Projection Rationale
Allen logs 77.6% of Cincinnati’s defensive snaps under Zac Taylor’s McVay-tree scheme, which locks in his volume floor. The 2025 baseline — 29 solo tackles, 7 TFL, 3.5 sacks — shows a tackle-heavy line item that scales in defensive-line-heavy custom scoring where sacks pay +3 and tackles for loss pay +2.
Injury Risk
Allen carried full participation in practice across most reported injury checks in 2025 — no DNPs, and 17 starts logged at a 77.6% snap share. Injury risk is modest given his defensive line role, with no structural concerns highlighted in the provided data.
Opportunity Notes
Snap share holds at 77.6% with weekly marks at 74.0-91.0% across most games, and no defensive tackle threat exists on the depth chart. Cincinnati runs a 4-3 scheme under Al Golden, and Allen’s 29 solo tackles and 7 TFL confirm a tackle-heavy profile.
Scheme Fit Analysis
Zac Taylor’s McVay-tree offense with Burrow — shotgun spread, 11 personnel heavy, play-action — doesn’t directly impact Allen’s defensive-line role.
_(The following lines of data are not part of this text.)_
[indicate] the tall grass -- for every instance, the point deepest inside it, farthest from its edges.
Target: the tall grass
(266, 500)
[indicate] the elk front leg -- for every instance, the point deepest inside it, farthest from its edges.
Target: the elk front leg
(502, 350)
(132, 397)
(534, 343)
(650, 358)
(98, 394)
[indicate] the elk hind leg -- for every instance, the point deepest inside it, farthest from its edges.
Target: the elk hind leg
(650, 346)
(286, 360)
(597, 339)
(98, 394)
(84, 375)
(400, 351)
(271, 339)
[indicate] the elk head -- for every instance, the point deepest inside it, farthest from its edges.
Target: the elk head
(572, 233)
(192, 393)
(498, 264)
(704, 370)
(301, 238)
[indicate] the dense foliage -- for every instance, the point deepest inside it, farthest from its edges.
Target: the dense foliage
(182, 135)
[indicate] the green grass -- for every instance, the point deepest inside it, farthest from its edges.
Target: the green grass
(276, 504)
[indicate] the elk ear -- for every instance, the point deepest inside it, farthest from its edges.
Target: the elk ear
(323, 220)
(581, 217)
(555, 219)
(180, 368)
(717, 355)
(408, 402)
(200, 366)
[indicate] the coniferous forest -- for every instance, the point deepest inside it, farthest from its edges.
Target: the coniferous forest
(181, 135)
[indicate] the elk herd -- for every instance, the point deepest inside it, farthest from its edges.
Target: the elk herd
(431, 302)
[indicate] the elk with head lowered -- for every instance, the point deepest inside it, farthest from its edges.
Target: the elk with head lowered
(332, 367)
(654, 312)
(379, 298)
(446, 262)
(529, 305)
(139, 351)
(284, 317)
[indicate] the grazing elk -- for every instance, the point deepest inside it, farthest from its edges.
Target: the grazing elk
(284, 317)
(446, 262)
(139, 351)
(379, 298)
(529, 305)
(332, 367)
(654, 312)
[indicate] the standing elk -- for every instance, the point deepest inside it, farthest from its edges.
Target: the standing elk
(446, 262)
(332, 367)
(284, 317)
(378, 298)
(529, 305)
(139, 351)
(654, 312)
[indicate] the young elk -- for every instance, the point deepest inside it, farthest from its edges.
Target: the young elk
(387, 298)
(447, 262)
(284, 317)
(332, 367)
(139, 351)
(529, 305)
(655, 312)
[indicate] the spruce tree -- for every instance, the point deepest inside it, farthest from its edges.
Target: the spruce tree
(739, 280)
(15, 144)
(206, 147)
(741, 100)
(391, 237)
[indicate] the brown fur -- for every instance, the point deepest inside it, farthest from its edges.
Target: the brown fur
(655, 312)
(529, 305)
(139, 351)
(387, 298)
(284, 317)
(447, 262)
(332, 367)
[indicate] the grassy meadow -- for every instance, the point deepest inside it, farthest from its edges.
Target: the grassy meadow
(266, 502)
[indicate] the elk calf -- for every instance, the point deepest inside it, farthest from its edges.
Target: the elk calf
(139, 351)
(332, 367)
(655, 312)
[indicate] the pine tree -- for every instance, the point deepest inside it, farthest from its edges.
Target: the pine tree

Taylor’s scheme preference for 4-3 zone coverage matches Al Golden’s DC approach, and Allen’s 77.6% snap share suggests a high-usage, interior defensive lineman profile that fits this scheme.
Trend Assessment
Stable
Allen’s 77.6% defensive snap share in 2025 remains steady, and his 29 solo tackles, 7 TFL, and 3.5 sacks mark a stable floor.
Ceiling / Floor
Ceiling clears 2025’s 3.5-sack finish if pressures advance past 15 and tackles for loss expand beyond 7 — the combination pays heavily in this custom format with +3 sacks and +2 TFL. Floor tracks near 3.5 sacks given locked 77.6% snap share and an unchanged scheme. A mid-season injury is the only realistic path to meaningful regression below that line.
Comparable Player
His role as a high-usage, interior defensive lineman carrying a 4-3 scheme draws comparisons to Fletcher Cox from 2020-2022 Philadelphia — similar veteran anchor, similar 77.6% snap share, similar late-game pressure demand.